Auch der Ausschluss nach § 28 Abs. 5 Nr. 3 Satzung-PPA, demzufolge ein „Ausgleich bei besonderen Altersgrenzen“ nicht übernommen wird, ist hier nicht einschlägig, da dieser erkennbar mit dem versorgungsrechtlichen Ausgleich bei besonderen Altersgrenzen im Sinne des § 63 Landesbeamtenversorgungsgesetz in Zusammenhang steht, der hier jedoch nicht betroffen ist.

62

3. Die Kostenentscheidung beruht auf § 154 Abs. 1 VwGO. Kosten des Beigeladenen waren gemäß § 162 Abs. 3 VwGO nicht zu erstatten.

63

Die Entscheidung zur vorläufigen Vollstreckbarkeit des Urteils wegen der Kosten beruht auf § 167 Abs. 1 VwGO i.V.m. § 709 ZPO.

64

Die Revision war nicht zuzulassen, da Gründe der in § 132 Abs. 2 VwGO oder § 127 Beamtenrechtsrahmengesetz genannten Art nicht vorliegen.

Beschluss

65

Der Wert des Streitgegenstands wird, zugleich unter Abänderung des Beschlusses des Verwaltungsgerichts Neustadt an der Weinstraße vom 24. September 2014, für beide Rechtszüge auf 20.970,18 € festgesetzt.

Gründe

66

Die Festsetzung des Streitwerts beruht auf § 47 Abs. 1, § 52 Abs. 6 Satz 1 Nr. 2, Satz 4 Gerichtskostengesetz – GKG – i.V.m. Ziffer 1.3 des Streitwertkatalogs für die Verwaltungsgerichtsbarkeit 2013 (LKRZ 2014, 169). Nach § 52 Abs. 6 Satz 1 Nr. 2 GKG beträgt in Verfahren, die – außerhalb eines Dienst- oder Amtsverhältnisses auf Lebenszeit (dazu Nr. 1) – die Beendigung eines besoldeten öffentlich-rechtlichen Dienst- oder Amtsverhältnisses betreffen, der Streitwert die Hälfte der für ein Kalenderjahr zu zahlenden Bezüge. Nach § 52 Abs. 6 Satz 4 GKG ist die Hälfte des vorgenannten Streitwertes heranzuziehen, wenn das Verfahren – wie hier – den Zeitpunkt einer Versetzung in den Ruhestand betrifft. Danach sind – auch im Rahmen der Feststellungsklage (vgl.

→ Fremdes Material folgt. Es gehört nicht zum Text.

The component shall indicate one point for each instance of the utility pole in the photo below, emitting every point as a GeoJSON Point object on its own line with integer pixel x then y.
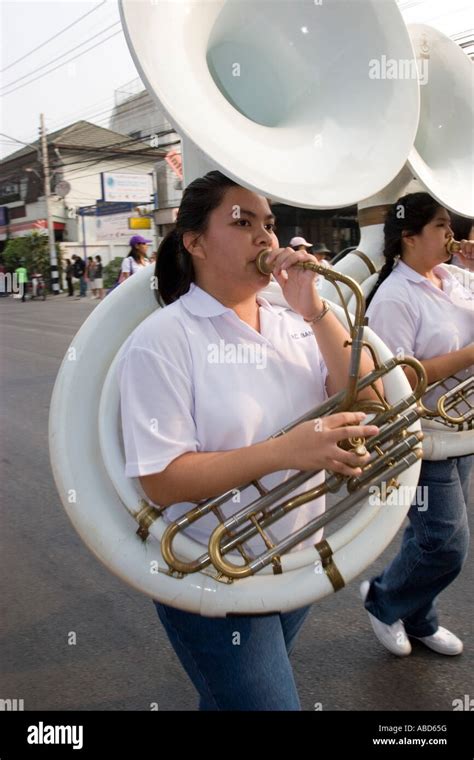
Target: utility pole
{"type": "Point", "coordinates": [47, 194]}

Ziffer 1.3 des Streitwertkatalogs für die Verwaltungsgerichtsbarkeit 2013) – bezogen auf den maßgeblichen Zeitpunkt 2014 (vgl. § 40 GKG) im Ergebnis ein Viertel des jährlichen Endgrundgehalts der Besoldungsgruppe B 3 (monatlich 6.990,06 €) zugrunde zu legen – dies entspricht 20.970,18 €. Soweit das Verwaltungsgericht demgegenüber die Hälfte des jährlichen Endgrundgehalts herangezogen hat, wird die Festsetzung des Streitwerts gemäß § 63 Abs. 3 Nr. 2 GKG von Amts wegen geändert.